White Cop Convicted of Killing His Daughter's Unarmed Black Boyfriend After Three Mistrials
LatestShannon Kepler, a former Tulsa, OK, police officer, was convicted late Wednesday in the shooting death of his daughter’s boyfriend Jeremey Lake.
The conviction comes more than three years after Lake, who was black, was killed by Kepler, who is white. Kepler had been tried three times before for Lake’s death, each case resulting in a hung jury. It was only after Tulsa County District Judge Sharon Holmes instructed jurors in this latest trial to consider first degree manslaughter in place of first degree homicide that the jury was able to reach a verdict, recommending Kepler serve 15 years in prison and pay a $10,000 fine.
While never cited as an official reason for Lake’s death, racial considerations nonetheless became a major factor in Kepler’s trials. Civil rights activists claimed Kepler’s attorneys were actively trying to minimize the number of black people admitted to the jury in his previous three trials—only one black person sat on each of those juries—while Kepler himself maintained that his Native American heritage negated any accusations of racism.
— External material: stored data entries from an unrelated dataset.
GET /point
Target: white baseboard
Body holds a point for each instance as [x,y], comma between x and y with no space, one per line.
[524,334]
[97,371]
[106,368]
Lake’s death came just days before Michael Brown was shot and killed in Ferguson, MO, setting off days of protests that would eventually coalesce into the Black Lives Matter movement.
Kepler has long claimed that the shooting stemmed from concern over his daughter’s living situation and fear for her safety after he discovered she was living with Lake. He alleged that he believed Lake was armed and that he fired in self-defense. Kepler was not on duty at the time of Lake’s death, and no weapon was recovered on or near Lake’s body.
Prosecutors, however, refuted those claims.
“Who were you really looking for?” District Attorney Steve Kunzweiler said during the trial. “You weren’t looking for Lisa. You were looking for Jeremey.”
But defense attorney Richard O’Carroll disagrees, claiming the deck was stacked against his client from the start.
“They argued racism without a shred of evidence,” he told The Washington Post, adding that Judge Holmes “was biased from the beginning. I know that sounds like sour grapes, but it’s the truth.”